I found it hilarious that just from talking to Eon, Dalen is now checking the web every day for any new Japan-specific Pokémon TCG Pocket news and only messages him if it finds something new. Eon doesn’t know or care how any of it works, it just happened naturally through their conversation.

The costs

I’ve kind of glossed over the cost. Using the best LLM APIs is quite expensive. You could easily spend in the $30-$120 range PER DAY using Opus 4.6 on API for everything.

Earlier I talked about monitoring a security camera – want to go broke? Ask Opus about an image every 20 seconds 24 hours a day.

I think the way to go is start off using smart AI, verify everything works, then making it dumber and cheaper and seeing if stuff still works.

For important tasks, I think sticking with Opus or ChatGPT 5.2 is worth it. For everything else, cheaper models like Claude Sonnet or even local models might be ok.

For example, for previous camera monitoring tests I’ve done, I used Qwen3-VL locally which isn’t bad.

What about going fully local? Well, I love the idea, it’s private and possibly much cheaper, but it’s still tough right now. The models you can run on a non-godlike computer are still too wimpy, and a dumb model = bad security. However, sending all your data to a remote llm (especially a cheap one located in a country you’ve never been) might also = bad security.

I have a big-ass homelab computer (8 GPUs, 1 motherboard) so I used Kimi 2.5 with a 4bit quant as a test and it seemed ok. I didn’t have vision capabilities working though, I don’t think llama.cpp supports that with kimi yet.

Anyway, I’m still in the testing phase, but at some point I’ll have to get serious about costs vs value and figure out the best way to split work between cheap and expensive models but still be useful.

BTW, I’m convinced the only people who don’t regularly use AI for at least something on a daily basis are those who haven’t run a good one like Anthropic’s Opus 4.6. The differences between models is just huge. I just used Sonnet 4.5 to spell check this article, it found 5 mistakes. Same thing with Opus, it found 13. So it’s very hard to say “hey, use Sonnet, it’s cheap” on an important task. (for the record, I have never used AI to write a blog post, it’s ‘100% Seth’ for better or worse. I do spelling/grammar checks with AI though.)

Should you set up OpenClaw?

Probably not, unless you’re someone like me who is technical and loves spending hours tinkering with automation and pushing technological boundaries just ‘cuz.

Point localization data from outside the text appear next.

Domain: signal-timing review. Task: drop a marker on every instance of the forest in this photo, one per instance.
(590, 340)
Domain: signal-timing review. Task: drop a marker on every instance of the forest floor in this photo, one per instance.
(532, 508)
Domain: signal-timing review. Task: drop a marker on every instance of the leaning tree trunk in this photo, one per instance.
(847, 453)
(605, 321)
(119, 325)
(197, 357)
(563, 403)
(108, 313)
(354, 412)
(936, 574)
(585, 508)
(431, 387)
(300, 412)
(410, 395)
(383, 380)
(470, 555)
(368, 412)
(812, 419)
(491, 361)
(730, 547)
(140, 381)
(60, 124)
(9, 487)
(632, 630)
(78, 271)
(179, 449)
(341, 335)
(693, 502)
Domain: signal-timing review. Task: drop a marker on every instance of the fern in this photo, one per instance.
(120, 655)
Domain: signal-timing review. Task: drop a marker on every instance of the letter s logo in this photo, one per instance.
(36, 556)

If you’re one of those that just go yolo and connect this to everything, well, I understand that. I wouldn’t do it, but I get it. It’s strange and wonderful to start working on something and say, “wait, why am I doing this? I think a computer could do this now…”.

I’m constantly having ideas, like what if Dalen watched Mercari and automatically bought great deals on retro games for me?

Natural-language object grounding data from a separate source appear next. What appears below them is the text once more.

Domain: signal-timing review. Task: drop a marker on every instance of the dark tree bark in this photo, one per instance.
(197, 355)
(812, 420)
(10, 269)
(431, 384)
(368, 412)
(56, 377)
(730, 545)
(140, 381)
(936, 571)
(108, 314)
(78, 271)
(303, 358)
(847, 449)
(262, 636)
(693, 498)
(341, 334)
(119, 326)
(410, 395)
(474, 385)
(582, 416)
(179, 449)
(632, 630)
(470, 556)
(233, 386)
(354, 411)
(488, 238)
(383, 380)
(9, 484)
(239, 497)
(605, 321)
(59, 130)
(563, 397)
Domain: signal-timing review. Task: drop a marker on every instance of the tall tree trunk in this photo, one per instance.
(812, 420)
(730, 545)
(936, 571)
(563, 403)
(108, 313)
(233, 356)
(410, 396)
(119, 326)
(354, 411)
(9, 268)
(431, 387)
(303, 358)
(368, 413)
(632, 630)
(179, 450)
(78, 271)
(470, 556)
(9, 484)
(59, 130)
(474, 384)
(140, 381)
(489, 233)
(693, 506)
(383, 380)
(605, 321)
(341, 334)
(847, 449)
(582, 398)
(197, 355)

A lot is possible that just flat out wasn’t before, due to the ability to reason. If you or I can figure out a good deal is from a reputable seller by clicking around a webpage, so can Dalen.

If you don’t know a firewall from a frittata, or a vm from veal, well, you should probably wait until this kind of thing gets simpler (and safer) to use. I had to install a lot of weird things to even get it to do this.

The OpenAI and Apples of the world will eventually have similar things out there… but there certainly is a beauty to having the main system be open source, LLM independent and running on your own box.

There are/will be solid ways to fight prompt injection through mixing technologies and multiple layers of LLMs and security to pass things through, but for now I think people are just excited to have a system that can rewrite its own tools and personality on demand, even if it is just self-editing text files.